State highway officials have confirmed that there may be a connection between construction of the new E39 highway in Trøndelag and a deadly landslide Friday evening. Roadwork resumed on Monday, however, after geologists claimed it was now safe.
“They’ve gone through the entire construction area Saturday and Sunday and think it’s safe to start up again,” Ove Nesje of Statens vegvesen told state broadcaster NRK.
Their examination came after a landslide destroyed a home just downhill from where the new highway is being built along the Valsøyfjord at Heim in Trøndelag. The slide, which occurred in an area where there hadn’t been slides before, killed one of the home’s occupants and sent six others to hospital including a two-year-old girl.
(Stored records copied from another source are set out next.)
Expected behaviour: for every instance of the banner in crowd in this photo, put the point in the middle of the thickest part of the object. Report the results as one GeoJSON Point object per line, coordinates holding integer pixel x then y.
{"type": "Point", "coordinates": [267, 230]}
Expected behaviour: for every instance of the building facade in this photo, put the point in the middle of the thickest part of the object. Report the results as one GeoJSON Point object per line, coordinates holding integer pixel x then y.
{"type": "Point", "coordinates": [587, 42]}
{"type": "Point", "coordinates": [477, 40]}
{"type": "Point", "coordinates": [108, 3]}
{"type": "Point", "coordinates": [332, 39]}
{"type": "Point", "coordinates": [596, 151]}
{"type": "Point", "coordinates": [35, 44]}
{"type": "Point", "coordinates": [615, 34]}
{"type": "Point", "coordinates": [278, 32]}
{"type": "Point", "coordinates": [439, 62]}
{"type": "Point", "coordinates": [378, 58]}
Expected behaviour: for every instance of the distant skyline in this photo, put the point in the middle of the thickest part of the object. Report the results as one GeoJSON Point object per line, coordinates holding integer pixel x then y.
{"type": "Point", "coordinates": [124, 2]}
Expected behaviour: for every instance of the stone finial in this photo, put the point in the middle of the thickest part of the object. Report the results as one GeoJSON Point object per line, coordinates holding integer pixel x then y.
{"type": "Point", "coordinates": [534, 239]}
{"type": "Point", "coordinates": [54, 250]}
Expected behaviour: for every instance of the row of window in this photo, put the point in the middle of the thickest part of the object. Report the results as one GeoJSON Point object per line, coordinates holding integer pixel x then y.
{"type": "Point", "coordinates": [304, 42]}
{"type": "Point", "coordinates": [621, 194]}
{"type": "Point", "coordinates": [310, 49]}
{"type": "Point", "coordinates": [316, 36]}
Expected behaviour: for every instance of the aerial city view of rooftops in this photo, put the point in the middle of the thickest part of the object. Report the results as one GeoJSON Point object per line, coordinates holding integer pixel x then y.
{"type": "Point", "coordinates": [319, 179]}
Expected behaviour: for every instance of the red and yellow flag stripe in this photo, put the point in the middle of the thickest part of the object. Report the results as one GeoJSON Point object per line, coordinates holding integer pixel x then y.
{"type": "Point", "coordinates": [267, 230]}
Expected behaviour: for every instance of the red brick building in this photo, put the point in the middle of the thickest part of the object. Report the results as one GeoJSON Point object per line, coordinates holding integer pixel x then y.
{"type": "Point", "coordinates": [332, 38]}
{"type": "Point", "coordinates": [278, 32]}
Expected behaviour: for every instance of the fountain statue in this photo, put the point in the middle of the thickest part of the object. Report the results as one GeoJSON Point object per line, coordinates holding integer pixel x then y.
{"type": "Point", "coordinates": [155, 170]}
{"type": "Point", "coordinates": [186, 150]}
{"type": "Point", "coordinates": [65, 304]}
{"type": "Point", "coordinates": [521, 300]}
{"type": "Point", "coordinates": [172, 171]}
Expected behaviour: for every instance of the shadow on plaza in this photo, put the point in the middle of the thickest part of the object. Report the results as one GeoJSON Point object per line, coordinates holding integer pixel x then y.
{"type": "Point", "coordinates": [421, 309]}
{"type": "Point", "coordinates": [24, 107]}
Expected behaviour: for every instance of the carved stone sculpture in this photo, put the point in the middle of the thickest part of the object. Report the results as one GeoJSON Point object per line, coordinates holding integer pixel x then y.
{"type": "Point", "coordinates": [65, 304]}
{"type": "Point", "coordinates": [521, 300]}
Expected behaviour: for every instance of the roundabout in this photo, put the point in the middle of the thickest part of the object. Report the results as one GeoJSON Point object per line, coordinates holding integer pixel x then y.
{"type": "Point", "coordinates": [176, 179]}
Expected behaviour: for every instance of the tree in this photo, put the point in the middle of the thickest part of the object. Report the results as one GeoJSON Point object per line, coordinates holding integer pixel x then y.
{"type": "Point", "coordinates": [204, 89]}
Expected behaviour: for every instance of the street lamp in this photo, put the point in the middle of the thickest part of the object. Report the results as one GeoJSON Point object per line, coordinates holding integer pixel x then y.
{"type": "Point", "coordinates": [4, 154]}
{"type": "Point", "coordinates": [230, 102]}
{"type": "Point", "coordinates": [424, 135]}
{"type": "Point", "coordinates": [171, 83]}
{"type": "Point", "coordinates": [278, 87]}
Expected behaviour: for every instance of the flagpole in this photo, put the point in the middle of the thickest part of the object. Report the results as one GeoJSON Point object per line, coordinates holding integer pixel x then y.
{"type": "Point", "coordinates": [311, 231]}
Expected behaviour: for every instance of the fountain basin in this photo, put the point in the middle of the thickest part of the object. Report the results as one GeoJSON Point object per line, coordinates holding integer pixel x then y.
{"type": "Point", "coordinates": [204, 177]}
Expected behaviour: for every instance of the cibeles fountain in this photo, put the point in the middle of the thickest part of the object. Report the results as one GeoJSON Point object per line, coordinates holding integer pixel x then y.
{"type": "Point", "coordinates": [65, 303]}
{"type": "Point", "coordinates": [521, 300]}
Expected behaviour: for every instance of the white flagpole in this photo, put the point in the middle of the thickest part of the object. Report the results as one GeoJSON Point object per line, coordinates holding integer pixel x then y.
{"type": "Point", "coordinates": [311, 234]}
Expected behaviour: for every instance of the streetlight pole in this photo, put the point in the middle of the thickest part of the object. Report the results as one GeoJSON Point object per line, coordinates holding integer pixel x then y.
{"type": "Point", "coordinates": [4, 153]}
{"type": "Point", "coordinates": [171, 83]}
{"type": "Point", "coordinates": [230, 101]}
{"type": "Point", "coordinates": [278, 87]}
The victim was identified during the weekend as 85-year-old Bjørg Hendset, who had friends and relatives visiting when the slide crashed into her home. They included her son, who remained at St Olavs Hospital in Trondheim on Monday, and her great-granddaughter, who was found alive in the rubble of the home. Local Mayor Odd Jarle Svanem told NRK that rescue workers believe the elder Hendset tried to protect the two-year-old: “It was a heroic end to her life, thinking about others.”
Svanem confirmed that some of those living in the area are now uneasy while roadwork proceeds, and that they’d be offered alternative housing until the construction is complete.